Hablar de “gestionar” o “normalizar” el país, no es otra cosa que mantener inarticulada la dirección política que pretenden para el futuro estos “espacios” políticos. Sin embargo, en las últimas horas se han transparentado varios proyectos. El peronismo no kirchnerista y el radicalismo pretenden un cambio de dirección en los ejes centrales de la construcción política vigente. La pregunta es qué justificaciones últimas pueden aducir para semejante giro. Pretender algo semejante haciendo mención a la pandemia de la corrupción parece descabellado e irresponsable. La pretendida “revolución ética” de lo político es una promesa ineludible a favor del fracaso. Por lo tanto, frente a lo que nos encontramos es, otra vez, ante la intención de desgüace de la política misma, en un momento en el cual, lo político se ha convertido en un obstáculo serio para la acumulación de capital corporativo.
El ataque a la ley de Medios por parte del radicalismo, y las reiteradas intervenciones del peronismo no kirchnerista por poner alguna forma de “punto final” a los procesos por crímenes de lesa humanidad, y su reiterado afán por adueñarse del discurso de la seguridad, están sostenidos por la convicción de que es necesario un desplazamiento de la cuestión de los Derechos humanos a un lugar más modesto en el entramado de fines del Estado.
Del mismo modo, pese a que las redes institucionales, políticas, culturales y comerciales establecidas en el marco sudamericano en los últimos años no dependen exclusivamente de los gobiernos de turno, cabe destacar el impacto que tiene para los desarrollos regionales la coloración política de sus partes en cada caso. El recuerdo de la pugna europea a propósito de la invasión a Irak debería ponernos sobre aviso acerca de la estabilidad y funcionalidad de las políticas comunes en vista de las simpatías y antipatías ideológicas dominantes. De ahí la trascendencia que han tenido para la región las recientes elecciones peruanas, en vista del lugar incómodo que ha representado el gobierno de Alan García para la zona, y la perspectiva de retroceso que en este aspecto representaba un hipotético gobierno fujimorista.

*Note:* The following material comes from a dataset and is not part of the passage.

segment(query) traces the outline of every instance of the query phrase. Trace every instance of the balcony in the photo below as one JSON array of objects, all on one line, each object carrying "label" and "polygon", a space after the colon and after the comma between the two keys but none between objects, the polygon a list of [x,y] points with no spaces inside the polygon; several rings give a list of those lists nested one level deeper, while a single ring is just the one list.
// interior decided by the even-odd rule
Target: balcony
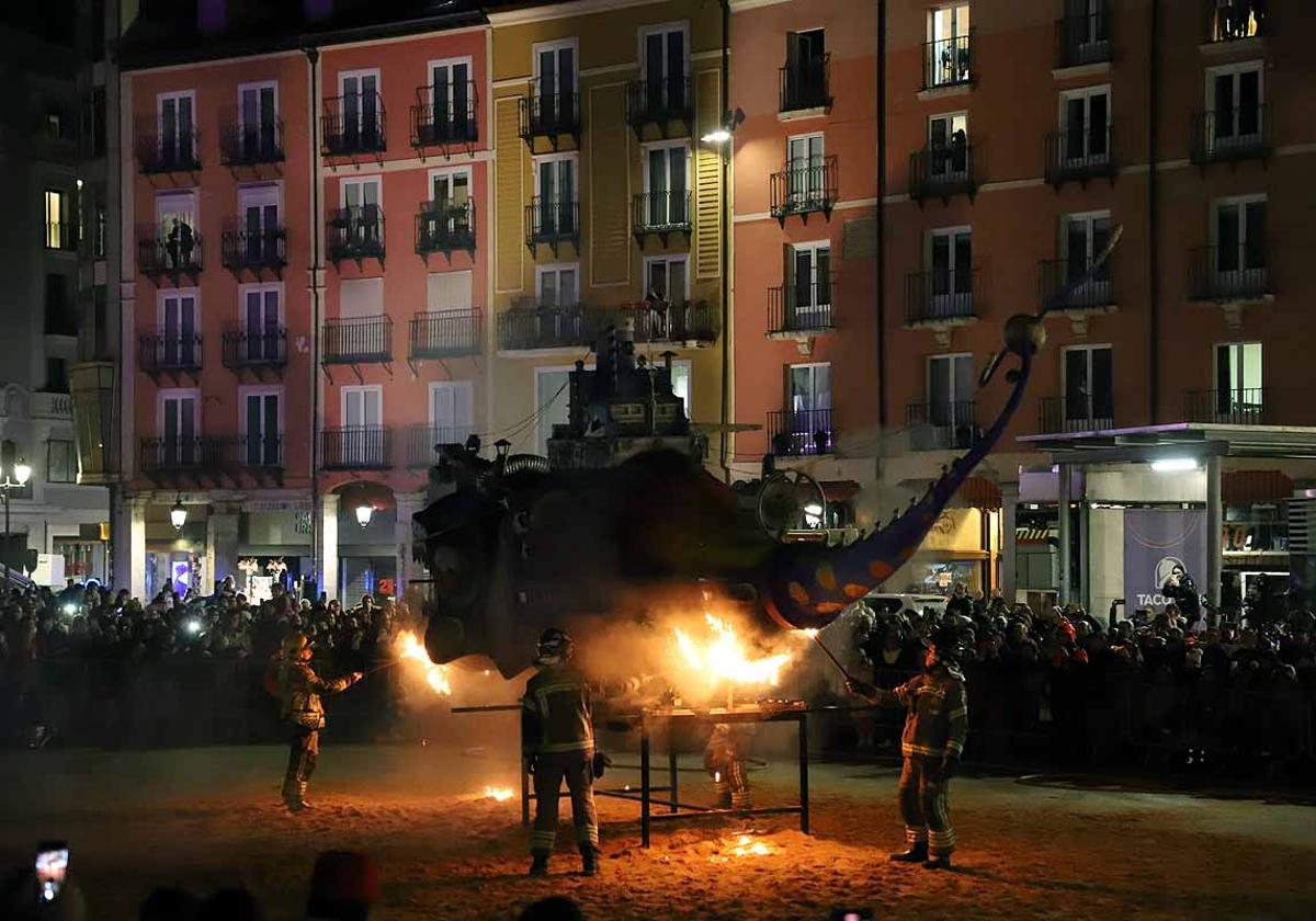
[{"label": "balcony", "polygon": [[1187,391],[1183,421],[1216,425],[1275,425],[1265,387]]},{"label": "balcony", "polygon": [[1270,157],[1270,113],[1266,105],[1192,113],[1188,158],[1198,166]]},{"label": "balcony", "polygon": [[644,249],[645,238],[658,237],[663,246],[674,233],[690,241],[690,192],[640,192],[632,200],[630,232]]},{"label": "balcony", "polygon": [[279,278],[288,264],[288,234],[284,228],[240,230],[237,224],[230,222],[220,238],[220,247],[224,267],[238,276],[250,272],[259,280],[268,270]]},{"label": "balcony", "polygon": [[912,451],[963,451],[978,438],[978,409],[973,400],[911,403],[905,429]]},{"label": "balcony", "polygon": [[451,261],[455,250],[475,254],[475,204],[422,201],[416,214],[416,254],[428,259],[442,253]]},{"label": "balcony", "polygon": [[155,382],[197,380],[204,363],[203,345],[200,333],[143,333],[137,337],[137,364]]},{"label": "balcony", "polygon": [[596,317],[579,304],[512,308],[497,318],[497,347],[501,351],[580,349],[594,345],[596,332]]},{"label": "balcony", "polygon": [[574,92],[541,92],[533,83],[529,96],[520,100],[520,134],[530,153],[536,141],[544,138],[558,149],[563,137],[571,137],[580,147],[580,95]]},{"label": "balcony", "polygon": [[182,278],[196,280],[201,272],[201,234],[176,221],[167,233],[151,225],[137,232],[137,267],[157,284]]},{"label": "balcony", "polygon": [[388,117],[379,93],[326,99],[321,124],[325,157],[374,157],[388,146]]},{"label": "balcony", "polygon": [[1057,20],[1055,66],[1083,67],[1111,61],[1112,28],[1109,0],[1103,0],[1092,12],[1073,13]]},{"label": "balcony", "polygon": [[923,88],[966,87],[974,82],[973,30],[923,45]]},{"label": "balcony", "polygon": [[580,249],[579,201],[559,201],[541,195],[530,199],[525,207],[525,245],[533,254],[541,243],[551,247],[554,255],[563,243]]},{"label": "balcony", "polygon": [[146,176],[196,172],[201,168],[200,145],[195,128],[161,133],[151,118],[146,130],[136,132],[134,153]]},{"label": "balcony", "polygon": [[1037,263],[1037,303],[1042,311],[1109,313],[1115,309],[1109,259],[1082,280],[1090,259],[1044,259]]},{"label": "balcony", "polygon": [[407,358],[411,362],[480,354],[480,312],[438,311],[411,320]]},{"label": "balcony", "polygon": [[1088,179],[1115,182],[1117,170],[1111,147],[1111,126],[1079,126],[1046,136],[1046,182],[1059,188],[1066,182],[1087,186]]},{"label": "balcony", "polygon": [[393,433],[382,425],[353,425],[320,433],[325,470],[388,470],[393,466]]},{"label": "balcony", "polygon": [[1188,300],[1255,301],[1274,295],[1267,247],[1200,246],[1188,259]]},{"label": "balcony", "polygon": [[358,266],[366,259],[384,262],[384,212],[379,205],[351,205],[329,213],[325,245],[329,259],[338,264],[351,259]]},{"label": "balcony", "polygon": [[767,338],[799,339],[830,333],[836,276],[821,282],[783,284],[767,289]]},{"label": "balcony", "polygon": [[[446,147],[449,145],[471,145],[479,138],[479,122],[475,118],[475,82],[467,80],[465,92],[457,86],[417,87],[416,104],[412,107],[412,146]],[[451,93],[451,99],[449,99]]]},{"label": "balcony", "polygon": [[836,154],[821,161],[791,161],[780,172],[774,172],[772,217],[780,224],[791,214],[799,214],[807,224],[809,214],[822,212],[830,220],[837,201]]},{"label": "balcony", "polygon": [[974,182],[974,145],[950,143],[945,146],[928,145],[909,154],[909,197],[920,205],[924,199],[940,197],[942,201],[953,195],[974,197],[978,183]]},{"label": "balcony", "polygon": [[767,414],[767,443],[776,457],[830,454],[836,449],[830,409],[783,409]]},{"label": "balcony", "polygon": [[1111,393],[1074,399],[1044,396],[1037,405],[1037,428],[1044,436],[1113,429],[1115,404]]},{"label": "balcony", "polygon": [[238,166],[265,166],[283,162],[283,121],[262,121],[243,125],[230,117],[220,126],[220,163]]},{"label": "balcony", "polygon": [[224,367],[240,379],[247,371],[257,379],[263,379],[266,371],[278,378],[288,364],[288,330],[283,326],[230,329],[224,333],[222,351]]},{"label": "balcony", "polygon": [[411,470],[433,467],[441,457],[440,446],[465,445],[472,434],[475,434],[475,428],[471,425],[408,425],[407,466]]},{"label": "balcony", "polygon": [[907,326],[959,326],[976,318],[976,268],[934,268],[905,275]]},{"label": "balcony", "polygon": [[778,112],[832,108],[832,54],[778,67]]},{"label": "balcony", "polygon": [[321,333],[321,364],[388,364],[392,361],[391,317],[325,320]]},{"label": "balcony", "polygon": [[690,101],[690,78],[632,80],[626,84],[626,124],[640,139],[646,125],[655,125],[666,138],[672,122],[682,122],[686,133],[695,124],[695,107]]}]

De todas maneras, pese a que al gobierno nacional todavía le dan las cuentas para la reelección de Cristina Fernández, no hay que subestimar la significación de los escándalos recientes. De qué modo el gobierno resuelva esta cuestión depende la gobernabilidad de los próximos años. La investigación, como ha señalado el dirigente social Luís D’Elía, tendrá que ir a fondo. En lo que respecta a los Derechos humanos, no debe quedar ni un solo resquicio sin alumbrar.